ESL/EFL students, how often do you encounter idioms in your reading – in textbooks, novels, poetry, magazines and comics? How many times every day do you hear phrases you don’t understand – at school, at home, at the movies, on TV

  • How does this impact how you relate to kids at school? With your teachers? 
  • How does this lack of understanding what other people say make you feel? 

Here's a quote from an English Language Learner who knows how you might feel:
As a student I could talk. I could express my ideas and opinions. When I came to this country I became mute.”   - Second Year ESL student
 Ready to have some FUN with our English? 


 ESL/EFL students and teachers, you are living this Idiom Adventure. Please share your stories and let’s have a few laughs as we learn!


I can’t wait to hear about your Idiom Adventures!

More antiquated idioms! We may enjoy words from our past...But, our kids are saying, “Huh?”

 Here's a great read by Richard Lederer!


By Richard Lederer

About a month ago, I illuminated old expressions that have become obsolete because of the inexorable march of technology. These phrases included: don't touch that dial, carbon copy, you sound like a broken record, and hung out to dry.

A bevy of readers have asked me to shine light on more faded words and expressions, and I am happy to oblige: Back in the olden days we had a lot of moxie. We'd put on our best bib and tucker and straighten up and fly right.

Hubba-hubba! We'd cut a rug in some juke joint and then go pitching woo in hot rods and jalopies in some lovers' lane.

Heavens to Betsy! Gee whillikers! Jumpin' Jehoshaphat! Holy moley! We were in like Flynn and living the life of Riley, and even a regular guy couldn't accuse us of being a knucklehead, a nincompoop, or a pill. Not for all the tea in China!

Back in the olden days, life used to be swell, but when's the last time anything was swell? Swell has gone the way of beehives, pageboys, and the D.A.; of spats, knickers, fedoras, poodle skirts, saddle shoes, and pedal pushers. Oh, my aching back. Kilroy was here, but he isn't anymore.

Like Washington Irving's Rip Van Winkle and Kurt Vonnegut's Billy Pilgrim, we have become unstuck in time. We wake up from what surely has been just a short nap, and before we can say, I'll be a monkey's uncle! Or This is a fine kettle of fish! We discover that the words we grew up with, the words that seemed omnipresent as oxygen, have vanished with scarcely a notice from our tongues and our pens and our keyboards.

Poof, poof, poof go the words of our youth, the words we've left behind. We blink, and they're gone, evanesced from the landscape and wordscape of our perception, like Mickey Mouse wristwatches, hula hoops, skate keys, candy cigarettes, little wax bottles of colored sugar water, and an organ grinder's monkey.

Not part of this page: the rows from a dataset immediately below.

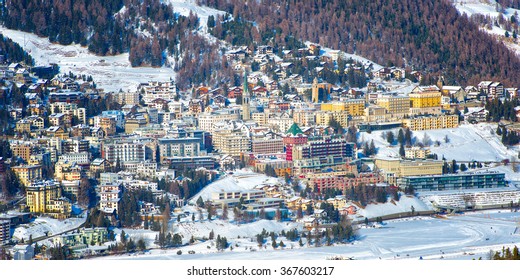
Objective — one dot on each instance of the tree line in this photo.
(415, 34)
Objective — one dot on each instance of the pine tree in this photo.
(390, 138)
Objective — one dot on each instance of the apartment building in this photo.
(123, 149)
(432, 122)
(207, 121)
(170, 147)
(396, 106)
(233, 139)
(28, 173)
(463, 181)
(110, 195)
(353, 107)
(46, 197)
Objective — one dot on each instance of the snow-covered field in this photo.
(109, 72)
(239, 181)
(466, 143)
(42, 226)
(489, 8)
(467, 236)
(184, 7)
(393, 207)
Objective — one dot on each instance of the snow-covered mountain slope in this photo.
(492, 9)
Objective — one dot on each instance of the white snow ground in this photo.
(466, 143)
(241, 180)
(488, 8)
(466, 236)
(40, 226)
(110, 73)
(184, 7)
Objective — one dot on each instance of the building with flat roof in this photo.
(461, 181)
(5, 232)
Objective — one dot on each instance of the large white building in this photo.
(110, 194)
(124, 150)
(233, 138)
(69, 109)
(154, 90)
(75, 157)
(207, 121)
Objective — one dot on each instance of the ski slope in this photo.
(110, 73)
(467, 236)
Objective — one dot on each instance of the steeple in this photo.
(246, 114)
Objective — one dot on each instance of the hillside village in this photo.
(307, 136)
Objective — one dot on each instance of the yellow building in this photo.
(232, 140)
(259, 118)
(432, 122)
(28, 173)
(394, 168)
(416, 152)
(396, 106)
(324, 118)
(133, 124)
(46, 197)
(304, 117)
(22, 149)
(375, 113)
(354, 107)
(67, 171)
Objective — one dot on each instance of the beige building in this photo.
(109, 198)
(259, 118)
(396, 106)
(69, 109)
(22, 149)
(28, 173)
(208, 120)
(375, 113)
(304, 117)
(46, 197)
(324, 117)
(108, 125)
(353, 107)
(432, 122)
(234, 139)
(134, 123)
(394, 168)
(416, 152)
(280, 124)
(126, 98)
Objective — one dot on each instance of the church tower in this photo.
(315, 91)
(246, 114)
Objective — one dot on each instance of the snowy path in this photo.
(456, 237)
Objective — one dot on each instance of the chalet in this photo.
(219, 100)
(476, 115)
(235, 92)
(97, 132)
(314, 49)
(15, 67)
(265, 50)
(383, 73)
(288, 54)
(512, 92)
(236, 54)
(57, 131)
(258, 90)
(456, 92)
(159, 103)
(417, 74)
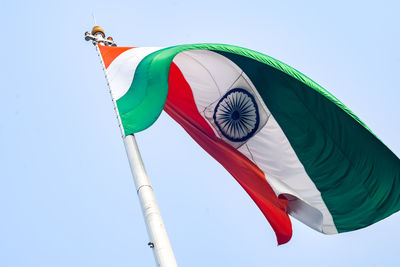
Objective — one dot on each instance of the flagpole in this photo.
(159, 241)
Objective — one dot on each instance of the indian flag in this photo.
(292, 146)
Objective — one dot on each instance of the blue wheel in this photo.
(236, 115)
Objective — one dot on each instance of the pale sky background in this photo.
(67, 197)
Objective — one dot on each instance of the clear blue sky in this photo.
(66, 193)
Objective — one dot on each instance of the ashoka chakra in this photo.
(236, 115)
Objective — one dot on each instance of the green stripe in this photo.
(357, 175)
(140, 107)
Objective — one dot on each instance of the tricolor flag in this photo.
(292, 146)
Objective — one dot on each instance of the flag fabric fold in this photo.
(292, 146)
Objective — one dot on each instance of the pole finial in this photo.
(97, 36)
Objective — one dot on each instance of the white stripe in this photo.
(121, 71)
(210, 75)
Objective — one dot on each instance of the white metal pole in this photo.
(155, 227)
(159, 241)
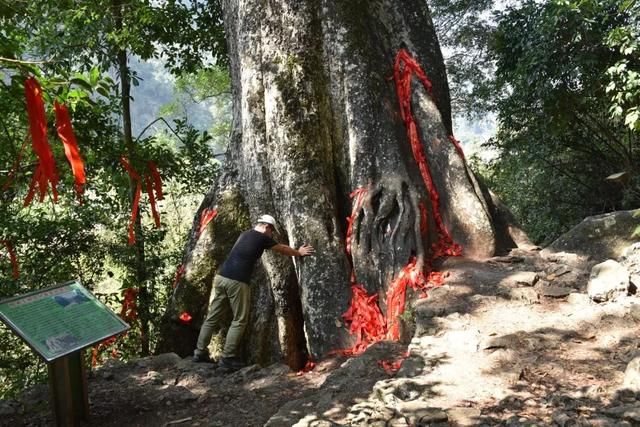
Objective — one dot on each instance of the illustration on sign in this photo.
(60, 320)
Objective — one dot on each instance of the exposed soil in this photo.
(511, 341)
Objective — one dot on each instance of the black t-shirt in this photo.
(244, 254)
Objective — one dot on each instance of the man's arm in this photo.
(304, 250)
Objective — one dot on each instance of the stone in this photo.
(608, 280)
(571, 259)
(528, 295)
(625, 412)
(463, 417)
(417, 412)
(630, 258)
(632, 375)
(520, 278)
(577, 298)
(600, 237)
(553, 291)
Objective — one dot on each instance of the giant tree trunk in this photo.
(316, 117)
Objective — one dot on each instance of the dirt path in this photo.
(513, 341)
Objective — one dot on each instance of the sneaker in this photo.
(202, 359)
(231, 363)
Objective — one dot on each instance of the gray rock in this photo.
(630, 259)
(600, 237)
(419, 413)
(528, 295)
(608, 280)
(520, 278)
(632, 375)
(625, 412)
(553, 291)
(463, 417)
(578, 299)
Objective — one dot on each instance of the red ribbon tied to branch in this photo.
(129, 310)
(404, 69)
(13, 258)
(71, 151)
(185, 318)
(45, 172)
(153, 183)
(205, 218)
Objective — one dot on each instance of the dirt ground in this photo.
(510, 341)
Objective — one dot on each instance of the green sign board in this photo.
(60, 320)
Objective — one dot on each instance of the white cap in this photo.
(267, 219)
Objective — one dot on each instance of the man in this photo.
(231, 288)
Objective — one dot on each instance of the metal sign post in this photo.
(68, 390)
(58, 323)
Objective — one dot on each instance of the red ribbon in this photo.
(179, 274)
(129, 310)
(12, 258)
(424, 225)
(205, 218)
(71, 150)
(365, 320)
(156, 179)
(185, 318)
(152, 201)
(45, 172)
(456, 144)
(358, 197)
(405, 67)
(136, 198)
(152, 182)
(15, 167)
(308, 367)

Where have all those phrases gone? Long time passing. Where have all those phrases gone? Long time ago: Pshaw. The milkman did it. Think about the starving Armenians. Bigger than a bread box. Banned in Boston. The very idea! It's your nickel. Don't forget to pull the chain. Knee high to a grasshopper. Turn-of-the-century. Iron curtain. Domino theory. Fail safe. Civil defense. Fiddlesticks!

You look like the wreck of the Hesperus. Cooties. Going like sixty. I'll see you in the funny papers. Don't take any wooden nickels. Heavens to Murgatroyd! And awa-a-ay we go! Oh, my stars and garters!

It turns out there are more of these lost words and expressions than Carter had liver pills.This can be disturbing stuff, this winking out of the words of our youth, these words that lodge in our heart's deep core. But just as one never steps into the same river twice, one cannot step into the same language twice. Even as one enters, words are swept downstream into the past, forever making a different river. We of a certain age have been blessed to live in changeful times.

For a child each new word is like a shiny toy, a toy that has no age. We at the other end of the chronological arc have the advantage of remembering there are words that once did not exist and there were words that once strutted their hour upon the earthly stage and now are heard no more, except in our collective memory. It's one of the greatest advantages of aging. We can have archaic and eat it, too.